In deze zaak heeft het gerechtshof 's-Hertogenbosch op 18 augustus 2021 uitspraak gedaan in hoger beroep tegen een vonnis van de politierechter in de rechtbank Limburg, zittingsplaats Maastricht, van 5 maart 2018. De zaak betreft een ontnemingsvordering ex artikel 36e van het Wetboek van Strafrecht, waarbij het wederrechtelijk verkregen voordeel van de betrokkene is vastgesteld. De betrokkene, geboren in 1987, was betrokken bij de teelt van 168 hennepplanten in de periode van 29 april 2015 tot en met 22 juli 2015. Het hof heeft het geschatte wederrechtelijk verkregen voordeel vastgesteld op € 9.907,40, na het in rekening brengen van kosten en opbrengsten van de hennepteelt. De advocaat-generaal had gevorderd het vonnis van de politierechter te vernietigen en het voordeel vast te stellen op € 9.000,00, maar het hof heeft de vordering van de verdediging om de ontnemingsvordering af te wijzen verworpen. Het hof heeft de overschrijding van de redelijke termijn in de procedure vastgesteld, maar heeft deze reeds verdisconteerd in de opgelegde straf in de samenhangende strafzaak.

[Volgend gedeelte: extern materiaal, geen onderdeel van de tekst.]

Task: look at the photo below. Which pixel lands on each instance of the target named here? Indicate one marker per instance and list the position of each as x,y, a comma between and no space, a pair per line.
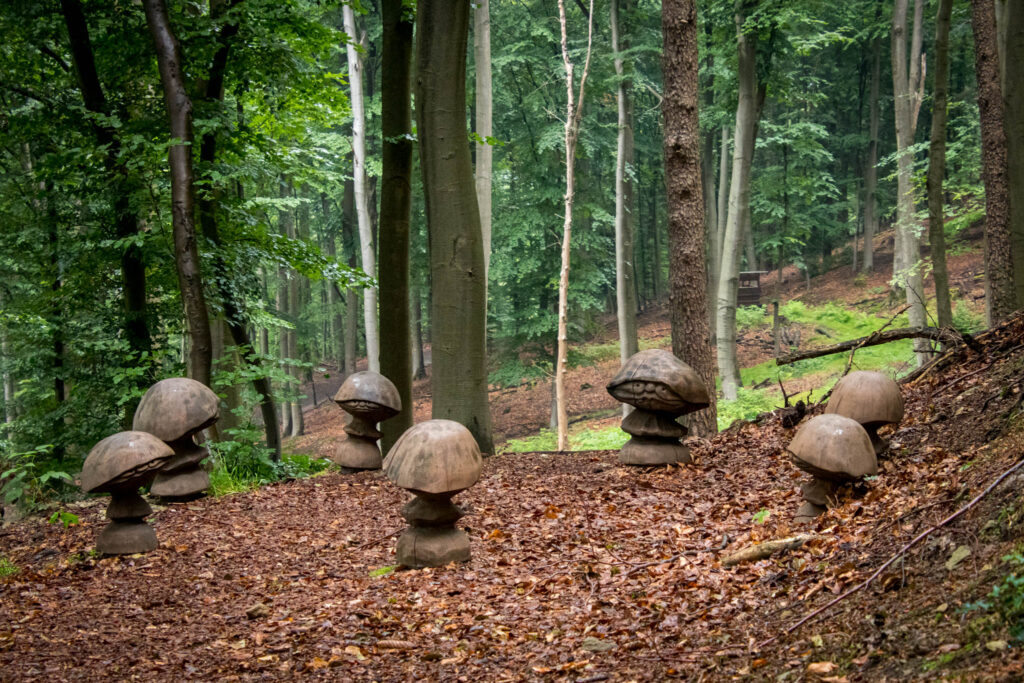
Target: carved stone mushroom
174,411
119,465
434,460
834,450
872,399
369,397
660,387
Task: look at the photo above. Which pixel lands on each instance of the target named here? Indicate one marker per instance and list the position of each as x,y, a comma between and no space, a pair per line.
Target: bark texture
396,198
459,299
687,276
182,188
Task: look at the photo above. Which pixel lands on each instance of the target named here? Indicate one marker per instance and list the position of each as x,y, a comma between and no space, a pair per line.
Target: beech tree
459,379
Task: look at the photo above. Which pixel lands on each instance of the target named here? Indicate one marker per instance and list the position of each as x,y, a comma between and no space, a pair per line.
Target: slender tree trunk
626,296
484,115
1013,99
870,170
182,187
396,200
687,281
573,115
1000,297
739,205
907,89
359,180
458,317
937,166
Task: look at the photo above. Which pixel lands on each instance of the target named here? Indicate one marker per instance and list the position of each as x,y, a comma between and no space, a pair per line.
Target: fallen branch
902,551
881,337
767,549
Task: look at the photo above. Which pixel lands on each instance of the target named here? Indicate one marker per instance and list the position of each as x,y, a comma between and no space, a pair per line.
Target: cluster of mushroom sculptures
843,445
161,450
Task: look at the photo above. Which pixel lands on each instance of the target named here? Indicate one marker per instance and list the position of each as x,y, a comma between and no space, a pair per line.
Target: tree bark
1000,298
359,181
907,89
484,116
739,204
870,166
459,298
182,188
937,166
687,278
626,295
396,199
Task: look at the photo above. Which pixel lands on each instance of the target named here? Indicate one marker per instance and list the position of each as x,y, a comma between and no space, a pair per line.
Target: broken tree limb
882,337
900,553
767,549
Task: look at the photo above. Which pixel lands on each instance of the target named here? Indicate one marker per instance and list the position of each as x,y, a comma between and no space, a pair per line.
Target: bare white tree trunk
359,182
484,116
626,296
573,113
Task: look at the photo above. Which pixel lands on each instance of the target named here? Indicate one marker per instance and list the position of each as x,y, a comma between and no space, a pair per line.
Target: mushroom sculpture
872,399
369,397
662,387
174,411
434,460
119,465
834,451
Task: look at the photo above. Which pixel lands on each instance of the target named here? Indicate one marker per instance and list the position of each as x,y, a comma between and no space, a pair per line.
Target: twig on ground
902,551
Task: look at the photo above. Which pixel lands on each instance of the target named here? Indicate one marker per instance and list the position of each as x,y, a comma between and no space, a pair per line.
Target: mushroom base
182,484
808,512
432,547
126,538
640,451
358,453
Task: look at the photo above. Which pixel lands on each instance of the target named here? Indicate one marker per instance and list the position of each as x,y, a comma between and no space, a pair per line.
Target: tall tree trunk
396,199
739,205
573,115
626,296
1013,98
459,288
1000,298
870,170
484,116
182,187
907,95
937,166
359,180
687,279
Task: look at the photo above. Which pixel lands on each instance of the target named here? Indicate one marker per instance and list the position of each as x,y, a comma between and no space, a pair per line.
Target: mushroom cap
834,447
655,380
122,459
369,393
175,408
434,457
868,397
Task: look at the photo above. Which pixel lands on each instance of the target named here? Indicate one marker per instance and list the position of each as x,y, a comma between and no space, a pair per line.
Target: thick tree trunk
626,296
1013,98
937,166
908,92
739,205
484,116
687,279
359,180
573,115
870,170
459,298
182,187
396,199
1000,298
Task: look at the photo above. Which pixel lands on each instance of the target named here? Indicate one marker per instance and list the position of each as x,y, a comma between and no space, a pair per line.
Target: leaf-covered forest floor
581,569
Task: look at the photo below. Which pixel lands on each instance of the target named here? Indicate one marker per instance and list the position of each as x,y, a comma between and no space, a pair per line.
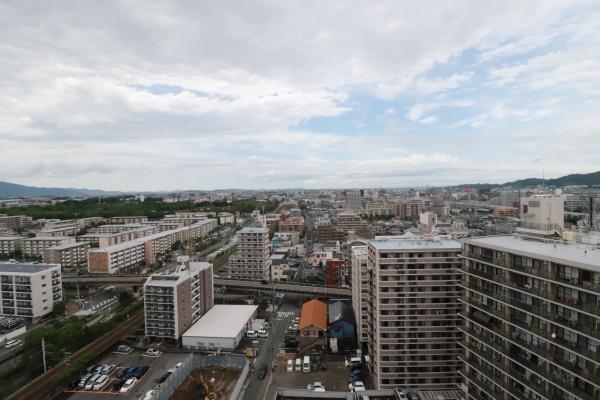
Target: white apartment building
9,245
360,291
68,255
29,290
413,302
175,299
34,247
251,260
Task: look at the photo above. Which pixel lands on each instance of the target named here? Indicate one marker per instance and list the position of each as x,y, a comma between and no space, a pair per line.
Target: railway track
39,388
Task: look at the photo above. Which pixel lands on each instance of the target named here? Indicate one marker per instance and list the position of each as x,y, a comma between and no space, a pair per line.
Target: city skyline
138,96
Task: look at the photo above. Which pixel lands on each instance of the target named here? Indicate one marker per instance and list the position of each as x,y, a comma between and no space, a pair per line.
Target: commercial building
128,220
114,258
9,245
175,299
360,290
531,311
29,290
251,260
221,328
15,222
68,255
313,327
34,247
413,295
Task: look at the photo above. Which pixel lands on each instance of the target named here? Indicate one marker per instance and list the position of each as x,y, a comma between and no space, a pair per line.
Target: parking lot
335,377
157,367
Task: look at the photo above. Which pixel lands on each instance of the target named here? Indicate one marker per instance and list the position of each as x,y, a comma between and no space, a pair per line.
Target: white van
13,343
306,364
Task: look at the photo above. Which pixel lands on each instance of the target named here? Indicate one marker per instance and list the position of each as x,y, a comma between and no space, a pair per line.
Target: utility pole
44,353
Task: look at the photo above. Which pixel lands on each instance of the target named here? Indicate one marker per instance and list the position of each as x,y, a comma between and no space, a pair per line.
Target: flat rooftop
25,268
222,321
569,253
415,244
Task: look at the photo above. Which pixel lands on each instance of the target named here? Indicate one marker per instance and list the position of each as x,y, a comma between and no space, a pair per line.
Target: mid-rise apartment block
531,310
10,245
29,290
15,222
360,291
174,300
68,255
251,260
34,247
413,301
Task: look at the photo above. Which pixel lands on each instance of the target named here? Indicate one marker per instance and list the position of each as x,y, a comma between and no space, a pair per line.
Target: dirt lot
335,378
219,381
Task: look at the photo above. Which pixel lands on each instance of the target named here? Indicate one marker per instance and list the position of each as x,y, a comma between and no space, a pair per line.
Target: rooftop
314,312
25,268
569,253
223,320
399,243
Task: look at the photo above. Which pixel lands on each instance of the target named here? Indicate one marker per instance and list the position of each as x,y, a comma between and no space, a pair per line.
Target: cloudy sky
147,95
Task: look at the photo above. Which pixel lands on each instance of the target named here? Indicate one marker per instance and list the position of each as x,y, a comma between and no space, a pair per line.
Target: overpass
234,284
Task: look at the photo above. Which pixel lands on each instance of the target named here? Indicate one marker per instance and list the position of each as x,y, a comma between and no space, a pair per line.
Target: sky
166,95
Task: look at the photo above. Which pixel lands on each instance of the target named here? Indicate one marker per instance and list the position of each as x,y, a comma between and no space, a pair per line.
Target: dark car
117,384
164,377
141,371
262,372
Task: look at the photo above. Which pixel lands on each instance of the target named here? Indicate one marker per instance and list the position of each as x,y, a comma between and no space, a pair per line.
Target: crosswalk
286,314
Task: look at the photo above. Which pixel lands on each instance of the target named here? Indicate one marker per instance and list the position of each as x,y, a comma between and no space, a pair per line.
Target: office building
68,255
251,260
10,245
175,300
29,290
413,295
34,247
531,311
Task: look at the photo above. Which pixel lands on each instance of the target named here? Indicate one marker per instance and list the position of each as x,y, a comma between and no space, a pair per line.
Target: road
257,388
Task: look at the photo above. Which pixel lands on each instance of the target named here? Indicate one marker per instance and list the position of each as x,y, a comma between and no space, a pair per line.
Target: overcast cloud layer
149,95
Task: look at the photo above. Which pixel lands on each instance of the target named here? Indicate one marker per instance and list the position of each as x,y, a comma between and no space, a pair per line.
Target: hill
14,190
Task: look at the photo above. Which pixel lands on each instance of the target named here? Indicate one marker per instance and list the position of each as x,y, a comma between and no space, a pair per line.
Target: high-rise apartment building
360,291
29,290
251,260
531,319
174,300
413,334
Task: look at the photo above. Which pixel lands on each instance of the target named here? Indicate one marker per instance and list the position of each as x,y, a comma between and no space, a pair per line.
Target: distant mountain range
8,190
591,179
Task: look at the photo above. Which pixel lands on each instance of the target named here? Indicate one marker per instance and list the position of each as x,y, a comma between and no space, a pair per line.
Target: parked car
117,384
357,386
315,387
262,372
101,382
152,352
128,385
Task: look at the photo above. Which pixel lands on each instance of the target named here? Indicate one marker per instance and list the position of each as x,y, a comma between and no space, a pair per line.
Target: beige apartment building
413,301
360,290
174,300
68,255
251,260
29,290
531,311
34,247
9,245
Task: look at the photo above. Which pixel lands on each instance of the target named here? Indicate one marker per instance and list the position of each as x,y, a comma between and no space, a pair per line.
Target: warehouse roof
223,320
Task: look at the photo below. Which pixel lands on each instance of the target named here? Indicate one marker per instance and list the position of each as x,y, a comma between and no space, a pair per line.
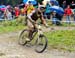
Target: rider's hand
46,25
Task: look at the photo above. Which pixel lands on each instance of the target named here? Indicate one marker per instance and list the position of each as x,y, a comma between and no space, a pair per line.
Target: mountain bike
41,41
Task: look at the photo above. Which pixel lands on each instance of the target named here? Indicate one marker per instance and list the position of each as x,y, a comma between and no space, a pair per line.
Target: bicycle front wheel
41,44
22,37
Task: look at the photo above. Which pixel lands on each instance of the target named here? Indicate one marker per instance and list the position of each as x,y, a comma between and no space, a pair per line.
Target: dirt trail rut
9,48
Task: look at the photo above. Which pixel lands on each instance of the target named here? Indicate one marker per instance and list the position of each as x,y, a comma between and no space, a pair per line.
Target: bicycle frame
38,31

De beslissing is gegrond op artikel 36e van het Wetboek van Strafrecht, zoals dit luidde ten tijde van het wederrechtelijk verkrijgen van het vastgestelde voordeel.

Uitspraak

Parketnummer : 20-002573-18 (OWV)
Uitspraak : 18 augustus 2021
TEGENSPRAAK

Arrest van de meervoudige kamer voor strafzaken van het gerechtshof

's-Hertogenbosch

gewezen op het hoger beroep tegen het vonnis van de politierechter in de rechtbank Limburg, zittingsplaats Maastricht, van 5 maart 2018 op de vordering ex artikel 36e van het Wetboek van Strafrecht, in de zaak met parketnummer 03-866352-16 tegen:

[verdachte] ,

geboren te [geboorteplaats] op [geboortedag] 1987,
volgens opgaaf ter terechtzitting wonende te [adres]
Hoger beroep
Bij vonnis waarvan beroep is het geschatte wederrechtelijk verkregen voordeel vastgesteld op een bedrag van € 11.486,00 en is aan betrokkene een hoofdelijke betalingsverplichting opgelegd voor een bedrag van € 11.486,00.
Namens de betrokkene is op 1 augustus 2018 tegen voormeld vonnis hoger beroep ingesteld.
Onderzoek van de zaak
Dit arrest is gewezen naar aanleiding van het onderzoek op de terechtzitting in hoger beroep alsmede het onderzoek op de terechtzitting in eerste aanleg.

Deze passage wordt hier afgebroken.